Funds may eventually turn to smaller markets. Silk Road Management, an investor in frontier markets, said last week it will take stakes in three Myanmar projects by year-end, the first private-equity deals in the region’s poorest nation as it emerges from five decades of isolation. “Southeast Asia is a promising region with very strong fundamentals…..People are going to have a foothold beyond 2014 in countries like Vietnam, the Philippines and Myanmar.”

  • Thailand’s Alternative Route:

Meanwhile, Thailand is pushing for public seed funding. The Seed Money Fund project offers soft loans to students or others who graduated less than five years ago, who have good business plans.

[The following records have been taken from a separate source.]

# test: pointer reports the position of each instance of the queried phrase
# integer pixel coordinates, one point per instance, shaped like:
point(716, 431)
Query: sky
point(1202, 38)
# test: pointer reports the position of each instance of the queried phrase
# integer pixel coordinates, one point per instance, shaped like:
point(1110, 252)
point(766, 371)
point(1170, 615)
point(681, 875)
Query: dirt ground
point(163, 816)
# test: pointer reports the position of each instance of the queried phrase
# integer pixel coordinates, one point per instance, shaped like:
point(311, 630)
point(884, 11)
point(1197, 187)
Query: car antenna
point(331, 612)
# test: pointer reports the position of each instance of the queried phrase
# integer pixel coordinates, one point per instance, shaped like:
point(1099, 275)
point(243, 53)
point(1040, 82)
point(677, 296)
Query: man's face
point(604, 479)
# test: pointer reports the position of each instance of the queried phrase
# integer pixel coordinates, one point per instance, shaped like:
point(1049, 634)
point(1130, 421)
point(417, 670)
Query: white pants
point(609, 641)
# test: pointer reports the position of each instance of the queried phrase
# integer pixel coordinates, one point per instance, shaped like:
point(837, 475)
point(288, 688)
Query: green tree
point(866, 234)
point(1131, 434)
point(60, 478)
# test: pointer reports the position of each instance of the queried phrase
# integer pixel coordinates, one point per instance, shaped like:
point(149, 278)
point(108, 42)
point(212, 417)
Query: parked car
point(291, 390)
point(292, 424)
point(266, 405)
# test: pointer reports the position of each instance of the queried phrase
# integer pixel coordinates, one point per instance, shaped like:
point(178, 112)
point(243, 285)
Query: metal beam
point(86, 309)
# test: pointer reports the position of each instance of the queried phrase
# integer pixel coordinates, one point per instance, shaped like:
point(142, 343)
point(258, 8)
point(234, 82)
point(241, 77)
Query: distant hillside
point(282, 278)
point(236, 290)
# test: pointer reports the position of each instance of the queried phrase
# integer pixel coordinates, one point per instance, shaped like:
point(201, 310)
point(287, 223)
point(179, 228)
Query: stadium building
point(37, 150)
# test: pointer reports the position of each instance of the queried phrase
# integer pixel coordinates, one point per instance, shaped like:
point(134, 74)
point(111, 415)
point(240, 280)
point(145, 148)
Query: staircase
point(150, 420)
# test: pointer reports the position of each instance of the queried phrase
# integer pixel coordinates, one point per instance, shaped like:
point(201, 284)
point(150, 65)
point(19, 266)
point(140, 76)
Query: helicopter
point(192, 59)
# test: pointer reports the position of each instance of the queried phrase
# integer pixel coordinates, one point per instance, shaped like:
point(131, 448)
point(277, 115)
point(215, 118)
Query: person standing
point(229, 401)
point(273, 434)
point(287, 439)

Yingluck launched the “Seed Money Fund” at Uttaradit Rajabhat University, following the project’s official unveiling on December 12. This aims to support 5,000 qualified applicants to set up new businesses, at least 10 per cent of which could operate well in the Asean market. Currently, there are 56 “incubation centres” at universities under the project; nine in the North, such as Chiang Mai University, Mae Fah Luang University, Chiang Rai Rajabhat University, and Naresuan University in Phitsanulok.

The government is now offering soft loans to students or graduates from higher-educational institutions provided they can offer a good business plan. Each applicant can seek up to Bt1 million via the Seed Money Fund project, which was officially launched by Prime Minister Yingluck Shinawatra yesterday.

“We aim to provide support and opportunities to students and young graduates who have the potential to become new-generation entrepreneurs,” Yingluck said.

The government has already approved Bt5 billion for the project, which will also get additional funding from several banks such as Krungthai, SME Bank and the Government Savings Bank.

According to Yingluck, 56 university business projects are up and running nationwide and young entrepreneur aspirants can contact them for help. Education Minister Phong-thep Thepkanjana said the project would likely start handing out loans in the first quarter of next year. Olarn Chaipravat, who chairs the Seed Money Fund’s board, said 5,000 to 10,000 loans should be approved next year. “Several business aspirants have already expressed an interest. They intend to venture into software, robot, agriculture and food industries,” he said.

Yingluck said that the Seed Money Fund project was one of her government’s key policies, and should create jobs and generate entrepreneurs.